My recovery began in the late October of 2021, but my story began years before when I was 12. From the ages 12-14 I was sexually harassed, assaulted and raped all by people I considered close to me, a ‘friend’ and a ‘boyfriend’, all who I met in school. The personal relationships kept me from accepting my assaults, at such a young age I didn’t believe that the humiliation, violation and pain I felt was from something so awful. I was never taught that what happened to me was rape, I knew the age of consent but my school failed to teach me what consent meant, that consent wasn’t just a strong no. I was manipulated by older peers to believe I had to, I owed it to them and that is what I had to give in order to have the older boys like me. It wasn’t until a month before my 17th birthday that I sat with my CAMHS worker at the time and shared the events that haunted the corners of my mind. It was there is her office that I finally concluded that the events weren’t events they were assault and rape. The words ‘I was raped by him’ never left by sub conscious until that day, and that verbal acceptance was what led me into my recovery, a recovery which is easy some days, difficult others but still on going.

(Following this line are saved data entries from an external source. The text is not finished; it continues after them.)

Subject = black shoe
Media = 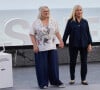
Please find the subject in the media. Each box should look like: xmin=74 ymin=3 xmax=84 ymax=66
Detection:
xmin=51 ymin=82 xmax=65 ymax=88
xmin=81 ymin=81 xmax=88 ymax=85
xmin=69 ymin=80 xmax=75 ymax=85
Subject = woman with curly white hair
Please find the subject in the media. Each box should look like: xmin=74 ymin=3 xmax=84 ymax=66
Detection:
xmin=30 ymin=6 xmax=65 ymax=89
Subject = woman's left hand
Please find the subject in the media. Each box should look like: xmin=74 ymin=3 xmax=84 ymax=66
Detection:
xmin=87 ymin=44 xmax=92 ymax=52
xmin=59 ymin=41 xmax=64 ymax=48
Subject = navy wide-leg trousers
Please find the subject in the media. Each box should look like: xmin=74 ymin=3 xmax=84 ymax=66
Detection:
xmin=34 ymin=50 xmax=62 ymax=88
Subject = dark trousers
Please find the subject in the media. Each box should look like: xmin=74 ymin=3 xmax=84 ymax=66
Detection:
xmin=34 ymin=50 xmax=62 ymax=88
xmin=69 ymin=47 xmax=88 ymax=81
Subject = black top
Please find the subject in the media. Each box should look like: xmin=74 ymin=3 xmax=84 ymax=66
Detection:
xmin=63 ymin=18 xmax=92 ymax=47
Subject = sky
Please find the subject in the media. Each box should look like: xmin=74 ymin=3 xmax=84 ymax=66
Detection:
xmin=0 ymin=0 xmax=100 ymax=10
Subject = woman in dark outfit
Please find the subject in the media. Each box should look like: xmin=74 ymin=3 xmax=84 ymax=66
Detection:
xmin=63 ymin=5 xmax=92 ymax=85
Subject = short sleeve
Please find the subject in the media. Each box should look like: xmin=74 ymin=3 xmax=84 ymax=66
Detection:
xmin=54 ymin=20 xmax=60 ymax=33
xmin=29 ymin=22 xmax=35 ymax=35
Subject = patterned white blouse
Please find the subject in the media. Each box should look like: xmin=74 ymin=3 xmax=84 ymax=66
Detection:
xmin=30 ymin=18 xmax=60 ymax=51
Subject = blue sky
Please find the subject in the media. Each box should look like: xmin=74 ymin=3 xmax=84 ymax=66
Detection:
xmin=0 ymin=0 xmax=100 ymax=10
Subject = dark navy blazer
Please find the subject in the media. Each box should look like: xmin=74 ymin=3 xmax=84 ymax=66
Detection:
xmin=63 ymin=18 xmax=92 ymax=47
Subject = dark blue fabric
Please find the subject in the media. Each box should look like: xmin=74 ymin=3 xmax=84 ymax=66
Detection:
xmin=63 ymin=18 xmax=92 ymax=47
xmin=34 ymin=50 xmax=62 ymax=88
xmin=69 ymin=47 xmax=87 ymax=81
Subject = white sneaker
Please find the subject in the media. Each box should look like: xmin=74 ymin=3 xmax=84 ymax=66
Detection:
xmin=40 ymin=86 xmax=48 ymax=89
xmin=58 ymin=84 xmax=66 ymax=88
xmin=43 ymin=86 xmax=48 ymax=89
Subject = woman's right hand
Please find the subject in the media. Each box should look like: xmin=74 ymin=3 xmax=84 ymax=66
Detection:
xmin=33 ymin=45 xmax=39 ymax=53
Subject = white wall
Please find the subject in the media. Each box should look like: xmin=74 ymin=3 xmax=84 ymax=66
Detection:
xmin=0 ymin=0 xmax=100 ymax=47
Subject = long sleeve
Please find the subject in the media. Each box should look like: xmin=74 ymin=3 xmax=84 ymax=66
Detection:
xmin=63 ymin=20 xmax=71 ymax=45
xmin=86 ymin=21 xmax=92 ymax=44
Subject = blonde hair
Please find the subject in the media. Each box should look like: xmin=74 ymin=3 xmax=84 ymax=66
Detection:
xmin=70 ymin=5 xmax=83 ymax=21
xmin=38 ymin=6 xmax=50 ymax=19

When I entered recovery I began talking, the more I talked, the more I remembered. I remembered every time, every word said and every feeling. I kept talking and sharing and it helped. Hearing my story finally being acknowledged and believed was freeing, because truthfully in the beginning I was caught in guilt, shame and disbelief, I really fought with my younger self mentally, I didn’t want it to be true but I knew it was and that was the first up hill battle- acceptance. So I read similar stories, I kept talking and in time I learned to accept and love myself even more. The second battle was due to blaming myself, ‘how did I not know the truth all this time’.  I got stronger with doing the things I enjoyed- weight lifting, reading and going on walks, I fell back in love with life and myself. In doing so I found forgiveness in myself and in that forgiveness I knew it wasn’t my fault. In time I had won the second uphill battle. 

It is now the summer of 2022 and in September I start my Law degree, a career I want to pursue in order to campaign and work for a country that implements sexual offence laws and education that will help keep people like my own 12-year-old self safer. I am strong and I am determined and I still wear my story every day but I will not be defined by the actions of others, there are days I struggle and on those days, I keep going, for the little me who deserved more from her ‘friend’, her school and her ‘boyfriend’. I keep going because of her and every other person like her no matter, I fight for what we all deserve.